# Irish Hills attractions ?



## Busterboy (Feb 13, 2004)

I am looking for information if any of the attactions from years ago is still open in the Irish Hills area. I have searched online and have found conflicting information, some say they are still open while other sources say that they have been closed for some time. I remember that there was a go cart track, a mystery hill sort of place and other tourist trap type of places. Anyone been around that area recently and can confirm what is still open for kids to do?

TIA, 

Buster boy


----------



## Rootsy (Nov 1, 2006)

My family has a home in the Irish Hills and I have seen it change over the past 22 years... 

Mystery Hill is still there as is the go-kart track and mini golf to the East. The Golden Nugget is now Randy's BBQ and the frontier village is pretty much closed and for sale the last I knew.

You have Knutson's in Brooklyn for sporting goods and Hayes State Park & campground on Wamplers Lake. 

The water slide / Dinosour place has been closed for a few years as has the twin look-out towers.

The go-kart track in Brooklyn is no longer in business either. 

If you go to the Irish hills it's better to go to relax, do some fishing and maybe drive the back-roads exploring rather than planning on having a ton of places to go for fun and recreation. 

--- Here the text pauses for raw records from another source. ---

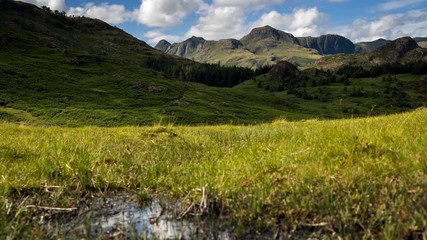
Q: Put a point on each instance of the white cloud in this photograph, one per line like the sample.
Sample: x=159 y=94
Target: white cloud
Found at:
x=397 y=4
x=301 y=22
x=155 y=36
x=112 y=14
x=219 y=23
x=247 y=3
x=166 y=13
x=52 y=4
x=392 y=26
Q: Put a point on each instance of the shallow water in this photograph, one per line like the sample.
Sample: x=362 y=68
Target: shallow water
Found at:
x=122 y=216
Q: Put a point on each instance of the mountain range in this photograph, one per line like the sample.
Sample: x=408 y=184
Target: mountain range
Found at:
x=267 y=46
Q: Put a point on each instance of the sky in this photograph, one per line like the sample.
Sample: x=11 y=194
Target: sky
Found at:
x=177 y=20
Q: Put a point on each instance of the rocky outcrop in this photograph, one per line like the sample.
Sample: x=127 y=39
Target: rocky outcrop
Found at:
x=328 y=44
x=285 y=72
x=402 y=49
x=367 y=47
x=187 y=47
x=163 y=45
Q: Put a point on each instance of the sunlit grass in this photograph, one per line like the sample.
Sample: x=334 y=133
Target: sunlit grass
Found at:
x=350 y=178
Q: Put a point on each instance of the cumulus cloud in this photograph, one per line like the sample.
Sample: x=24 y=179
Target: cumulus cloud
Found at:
x=397 y=4
x=166 y=13
x=112 y=14
x=392 y=26
x=246 y=3
x=301 y=22
x=220 y=22
x=52 y=4
x=155 y=36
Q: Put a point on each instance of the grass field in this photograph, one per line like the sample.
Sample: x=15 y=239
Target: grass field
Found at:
x=356 y=178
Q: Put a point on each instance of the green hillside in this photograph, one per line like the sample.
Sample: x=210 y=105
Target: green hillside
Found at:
x=57 y=70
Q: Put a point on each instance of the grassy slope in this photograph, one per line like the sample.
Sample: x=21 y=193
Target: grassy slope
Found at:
x=350 y=178
x=336 y=100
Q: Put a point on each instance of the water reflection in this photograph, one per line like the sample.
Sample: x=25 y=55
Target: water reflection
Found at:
x=121 y=216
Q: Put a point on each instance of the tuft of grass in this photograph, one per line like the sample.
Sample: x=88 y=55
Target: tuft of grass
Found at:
x=355 y=178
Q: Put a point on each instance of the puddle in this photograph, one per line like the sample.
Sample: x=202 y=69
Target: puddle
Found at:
x=123 y=217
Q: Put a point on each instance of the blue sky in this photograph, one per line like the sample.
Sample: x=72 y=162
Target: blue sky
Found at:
x=177 y=20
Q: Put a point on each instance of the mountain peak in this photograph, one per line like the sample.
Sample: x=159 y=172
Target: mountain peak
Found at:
x=268 y=32
x=398 y=50
x=163 y=45
x=328 y=44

It isn't what it used to be, even 15 years ago.


----------



## Busterboy (Feb 13, 2004)

Rootsy,

Thanks for the reply. The area has changed in the past several years as you have mentioned and your first hand knowledge helps me out a lot. While I would be satisfied with the fishing or exploring the backroads, convincing my kids that those are fun things to do will be the challenge.

Busterboy


----------